In overcoming Federer, Nadal had a few advantages. First, Roger had never been good enough to beat him on clay. Second, the mental thing. Third, he had a plan: hit the ball with absurd amounts of top spin to Federer’s backhand side, over and over and over. It was a simple formula, but he stuck to it with a monastic fervor, and as he improved his serve and tailored his game to harder surfaces, it eventually paid off.
Djokovic is different. Where Roger started out clutch and only began to psychologically crumble against Rafa with time, Novak has taken the opposite trajectory. The knock on him was always that despite his great talent, he disappeared in big matches. This was Andy Roddick part two, a man of extreme talent who would probably only win one or two majors because he couldn’t cut it under the bright lights. But his talent far exceeded Roddick’s, and in 2011, everything came together. Suddenly, he was one of the most ice-cold pressure performers on tour.
I already mentioned saving two match points against Federer’s serve in the U.S. Open semifinal, but an even more telling moment came in the Australian Open final against Nadal this January. After Novak two of the first three sets and going up a break in the fourth, Rafa charged back, playing above his head and taking the fight to Djokovic. It was the best he’d looked against the Serb in two years, and he won in a tiebreaker, forcing a fifth set. It felt like the prototypical Nadal grand slam win; use speed and consistency and a life-or-death style to turn the match into a battle of nerves, and then prevail when the opponent inevitably broke down. But it didn’t happen; Novak steeled himself and won the final set 7-5. The ordeal lasted almost six hours, and marked the most epic win of Djokovic’s career.
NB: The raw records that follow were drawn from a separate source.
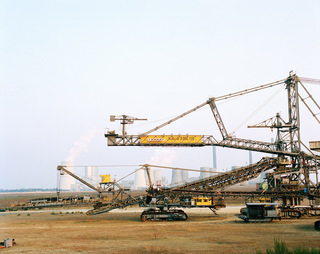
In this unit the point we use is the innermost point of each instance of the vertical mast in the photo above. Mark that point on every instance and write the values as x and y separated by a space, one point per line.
293 110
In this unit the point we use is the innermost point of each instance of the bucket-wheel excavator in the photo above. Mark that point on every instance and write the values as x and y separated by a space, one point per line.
288 174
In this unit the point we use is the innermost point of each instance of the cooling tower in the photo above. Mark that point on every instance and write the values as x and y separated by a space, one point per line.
66 180
140 180
204 174
92 175
185 176
176 177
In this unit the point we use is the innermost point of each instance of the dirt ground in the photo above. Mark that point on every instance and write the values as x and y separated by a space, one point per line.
121 231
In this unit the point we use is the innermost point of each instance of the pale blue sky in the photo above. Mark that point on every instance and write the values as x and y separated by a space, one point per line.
67 65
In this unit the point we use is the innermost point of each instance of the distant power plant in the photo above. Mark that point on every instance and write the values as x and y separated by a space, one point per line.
66 180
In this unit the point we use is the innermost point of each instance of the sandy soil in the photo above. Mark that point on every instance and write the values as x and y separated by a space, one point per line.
121 231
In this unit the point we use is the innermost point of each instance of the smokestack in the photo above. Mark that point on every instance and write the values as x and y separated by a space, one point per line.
140 180
67 181
157 177
185 176
205 174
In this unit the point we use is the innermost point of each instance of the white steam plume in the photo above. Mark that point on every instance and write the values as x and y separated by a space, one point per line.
163 157
81 145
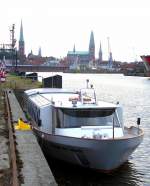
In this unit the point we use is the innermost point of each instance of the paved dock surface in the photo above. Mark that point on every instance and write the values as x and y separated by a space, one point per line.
35 171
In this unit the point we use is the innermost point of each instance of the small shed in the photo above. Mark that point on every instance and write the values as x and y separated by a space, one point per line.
33 76
53 82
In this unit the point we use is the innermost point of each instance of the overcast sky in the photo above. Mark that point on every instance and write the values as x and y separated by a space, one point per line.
56 25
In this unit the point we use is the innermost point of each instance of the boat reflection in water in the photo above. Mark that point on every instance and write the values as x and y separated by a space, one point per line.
71 175
74 127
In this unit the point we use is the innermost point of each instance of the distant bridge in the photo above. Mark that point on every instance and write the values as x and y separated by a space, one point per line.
36 68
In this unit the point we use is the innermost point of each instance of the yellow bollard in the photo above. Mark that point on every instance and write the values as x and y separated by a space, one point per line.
22 125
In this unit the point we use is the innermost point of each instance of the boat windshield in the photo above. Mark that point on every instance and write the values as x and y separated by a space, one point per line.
74 118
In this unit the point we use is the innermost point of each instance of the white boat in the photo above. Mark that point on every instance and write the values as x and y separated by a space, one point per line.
75 127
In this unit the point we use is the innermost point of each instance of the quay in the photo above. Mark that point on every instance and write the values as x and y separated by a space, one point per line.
34 170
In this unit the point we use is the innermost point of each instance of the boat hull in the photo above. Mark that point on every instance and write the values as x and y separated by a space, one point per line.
105 155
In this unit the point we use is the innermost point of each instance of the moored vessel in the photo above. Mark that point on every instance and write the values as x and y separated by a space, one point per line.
75 127
146 60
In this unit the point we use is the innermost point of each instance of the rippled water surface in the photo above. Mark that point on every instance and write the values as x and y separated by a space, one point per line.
134 94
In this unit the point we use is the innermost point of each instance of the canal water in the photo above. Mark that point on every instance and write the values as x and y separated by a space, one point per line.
133 93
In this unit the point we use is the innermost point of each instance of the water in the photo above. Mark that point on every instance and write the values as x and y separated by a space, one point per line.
134 94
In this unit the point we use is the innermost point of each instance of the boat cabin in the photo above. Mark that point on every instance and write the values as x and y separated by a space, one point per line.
75 114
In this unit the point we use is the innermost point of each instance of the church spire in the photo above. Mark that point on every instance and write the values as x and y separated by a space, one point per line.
21 33
74 48
92 47
40 53
21 51
100 54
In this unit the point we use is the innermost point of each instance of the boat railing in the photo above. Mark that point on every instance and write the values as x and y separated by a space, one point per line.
88 96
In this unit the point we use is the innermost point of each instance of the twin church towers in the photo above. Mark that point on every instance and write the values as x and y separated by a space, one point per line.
83 56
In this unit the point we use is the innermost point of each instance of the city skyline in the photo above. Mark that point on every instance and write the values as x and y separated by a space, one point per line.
57 26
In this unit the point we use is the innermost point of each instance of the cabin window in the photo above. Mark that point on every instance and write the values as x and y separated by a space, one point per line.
73 118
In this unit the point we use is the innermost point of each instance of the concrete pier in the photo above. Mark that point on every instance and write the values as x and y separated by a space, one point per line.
35 170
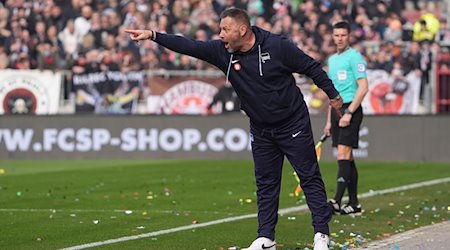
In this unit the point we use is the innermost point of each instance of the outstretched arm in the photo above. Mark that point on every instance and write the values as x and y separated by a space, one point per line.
138 35
204 50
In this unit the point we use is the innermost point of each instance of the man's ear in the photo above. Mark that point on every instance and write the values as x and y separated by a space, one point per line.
243 30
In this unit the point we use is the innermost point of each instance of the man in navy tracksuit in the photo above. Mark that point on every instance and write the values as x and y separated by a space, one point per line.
259 65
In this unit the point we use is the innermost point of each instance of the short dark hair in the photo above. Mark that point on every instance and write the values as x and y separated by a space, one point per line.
342 25
237 14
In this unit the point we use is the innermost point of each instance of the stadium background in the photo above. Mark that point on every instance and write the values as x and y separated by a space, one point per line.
70 61
73 86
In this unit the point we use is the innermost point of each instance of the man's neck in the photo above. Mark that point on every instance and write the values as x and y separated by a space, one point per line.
344 49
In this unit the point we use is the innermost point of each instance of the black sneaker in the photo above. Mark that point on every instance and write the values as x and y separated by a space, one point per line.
334 206
351 209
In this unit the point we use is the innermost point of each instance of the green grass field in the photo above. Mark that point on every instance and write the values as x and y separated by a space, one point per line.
58 204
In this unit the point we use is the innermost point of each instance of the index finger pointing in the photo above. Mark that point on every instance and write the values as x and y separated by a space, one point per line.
134 32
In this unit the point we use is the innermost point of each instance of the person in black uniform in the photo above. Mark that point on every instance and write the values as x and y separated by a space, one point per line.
259 65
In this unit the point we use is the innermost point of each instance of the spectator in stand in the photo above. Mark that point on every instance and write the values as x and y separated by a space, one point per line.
48 57
83 22
425 59
70 40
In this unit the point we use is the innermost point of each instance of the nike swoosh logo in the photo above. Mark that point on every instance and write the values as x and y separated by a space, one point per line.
264 247
295 135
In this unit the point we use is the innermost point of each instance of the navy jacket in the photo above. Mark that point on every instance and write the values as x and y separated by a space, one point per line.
262 77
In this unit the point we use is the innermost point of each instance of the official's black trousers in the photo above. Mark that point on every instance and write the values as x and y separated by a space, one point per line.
269 147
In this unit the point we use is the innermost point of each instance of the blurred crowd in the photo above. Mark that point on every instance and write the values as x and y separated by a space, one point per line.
87 35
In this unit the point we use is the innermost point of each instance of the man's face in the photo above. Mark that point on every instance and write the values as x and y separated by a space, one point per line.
341 38
231 34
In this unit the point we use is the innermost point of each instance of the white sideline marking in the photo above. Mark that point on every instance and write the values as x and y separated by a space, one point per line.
40 210
248 216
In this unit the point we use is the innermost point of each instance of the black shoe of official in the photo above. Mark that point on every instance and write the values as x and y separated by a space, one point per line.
350 209
334 206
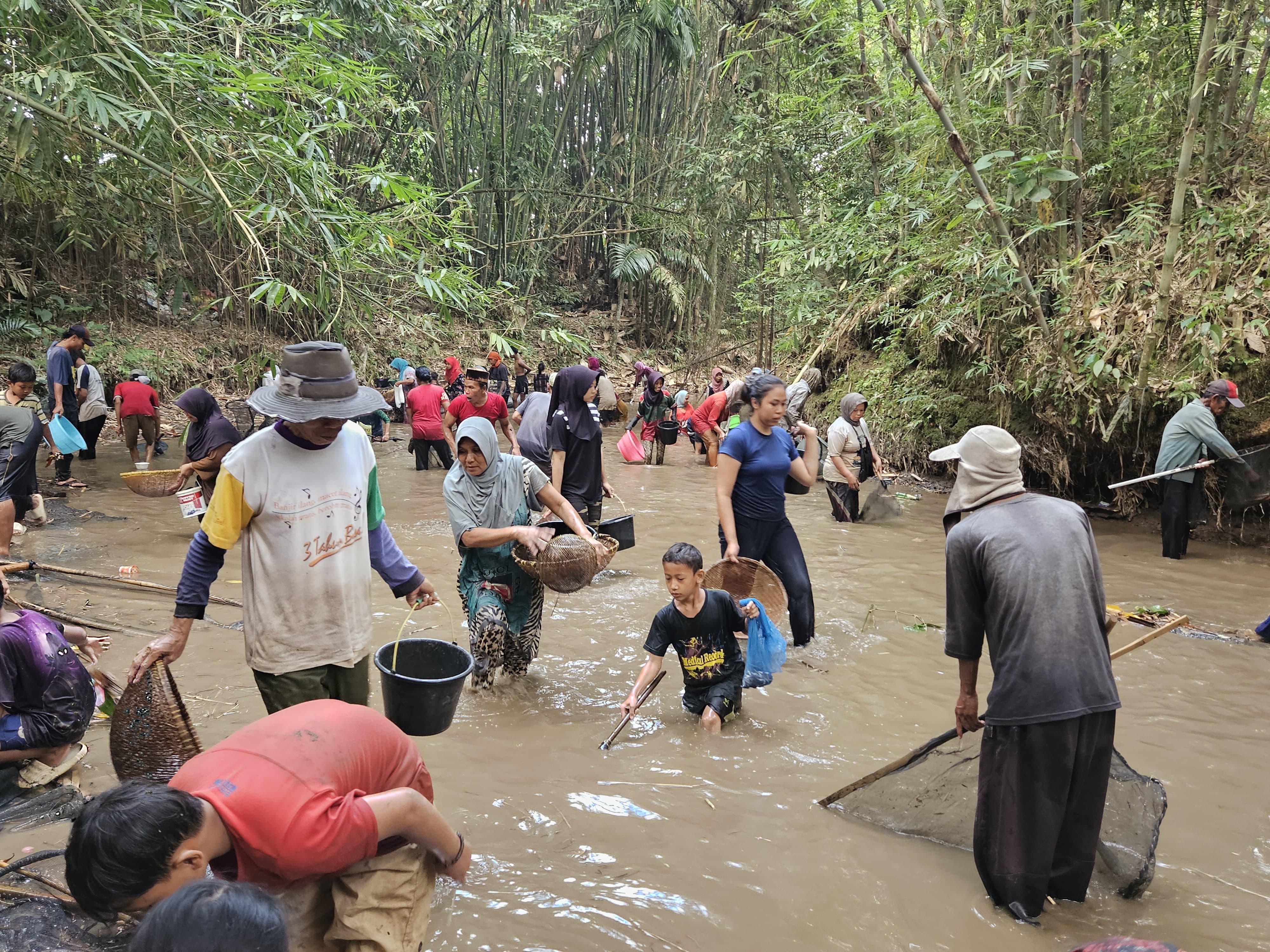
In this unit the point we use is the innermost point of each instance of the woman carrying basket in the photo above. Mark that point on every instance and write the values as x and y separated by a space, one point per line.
490 497
853 459
754 463
209 439
655 407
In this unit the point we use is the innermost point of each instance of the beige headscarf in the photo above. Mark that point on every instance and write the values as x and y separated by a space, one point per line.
989 470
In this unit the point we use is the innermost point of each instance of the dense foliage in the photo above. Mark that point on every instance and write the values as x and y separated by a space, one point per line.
745 175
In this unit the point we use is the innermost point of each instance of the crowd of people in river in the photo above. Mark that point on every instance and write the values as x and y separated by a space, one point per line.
341 826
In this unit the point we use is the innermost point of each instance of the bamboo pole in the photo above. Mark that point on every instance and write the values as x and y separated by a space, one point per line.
958 148
78 620
1178 214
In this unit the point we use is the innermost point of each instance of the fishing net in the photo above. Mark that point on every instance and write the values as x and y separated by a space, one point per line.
1243 492
747 578
935 798
568 564
152 734
879 506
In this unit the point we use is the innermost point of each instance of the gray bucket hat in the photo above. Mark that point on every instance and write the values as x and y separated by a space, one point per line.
316 380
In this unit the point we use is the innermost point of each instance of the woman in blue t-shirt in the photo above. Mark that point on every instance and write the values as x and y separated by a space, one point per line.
754 463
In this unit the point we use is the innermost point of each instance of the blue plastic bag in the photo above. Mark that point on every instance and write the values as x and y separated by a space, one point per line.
765 654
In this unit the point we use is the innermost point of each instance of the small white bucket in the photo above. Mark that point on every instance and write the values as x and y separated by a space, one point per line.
192 502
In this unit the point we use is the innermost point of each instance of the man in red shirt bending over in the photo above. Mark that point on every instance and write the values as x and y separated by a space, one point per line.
425 407
478 402
137 409
324 803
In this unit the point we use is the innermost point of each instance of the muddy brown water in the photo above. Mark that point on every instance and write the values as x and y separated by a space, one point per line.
676 841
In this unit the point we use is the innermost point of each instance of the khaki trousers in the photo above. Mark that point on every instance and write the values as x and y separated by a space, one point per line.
377 906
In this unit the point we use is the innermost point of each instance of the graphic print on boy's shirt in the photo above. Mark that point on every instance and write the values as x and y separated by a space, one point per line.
707 643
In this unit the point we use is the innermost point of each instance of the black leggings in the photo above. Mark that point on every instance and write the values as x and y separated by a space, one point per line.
775 544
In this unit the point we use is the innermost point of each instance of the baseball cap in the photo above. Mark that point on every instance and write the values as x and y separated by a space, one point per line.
1225 389
990 447
79 331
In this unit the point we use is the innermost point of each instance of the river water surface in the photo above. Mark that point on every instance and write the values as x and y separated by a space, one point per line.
678 841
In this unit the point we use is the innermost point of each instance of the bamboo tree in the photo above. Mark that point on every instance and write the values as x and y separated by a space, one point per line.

In summary: 1. Rafa can’t count on the mental edge. 2. He’s admitted that unlike with Federer, he has no real plan on how to beat Djokovic, whose game is fluid and free of noticeable weak spots. 3. Djokovic is good enough to beat him on clay.
The second mountain of Rafa’s career is by far the higher climb, and it comes later in his life, with the nagging knee injuries constantly hovering on the horizon. But he did beat him a week ago (caveats: clay surface, plus Djokovic was dealing with the death of his grandfather and claimed to have no emotional energy), and it’s interesting to look at the results of their last three major clashes:
Wimbledon, 2011: Djokovic wins 6–4, 6–1, 1–6, 6–3 in 2:28
U.S. Open, 2011: Djokovic wins 6-2, 6-4, 6-7 (3), 6-1 in 4:10
Australian Open, 2012: Djokovic wins 5-7, 6-4, 6-2, 6-7 (5), 7-5 in 5:53
Now, let’s look at the three (non-clay) major finals between Federer and Nadal as Rafa reached the peak of that first mountain in the 2008 Wimbledon championship:
Wimbledon, 2006: Federer wins 6-0, 7-6 (5), 6-7 (2), 6-3 in 2:58
Wimbledon, 2007: Federer wins 7-6 (7), 4-6, 7-6 (3), 2-6, 6-2 in 3:45
Wimbledon, 2008: Nadal wins 6-4, 6-4, 6-7 (5), 6-7 (8), 9-7 in 4:48
There’s a common theme — when Nadal is the underdog, playing against him just gets harder and harder. With the 2012 major season less than a month away, one of the game’s great champions will be digging deep to reach the top of that second, legend-making peak.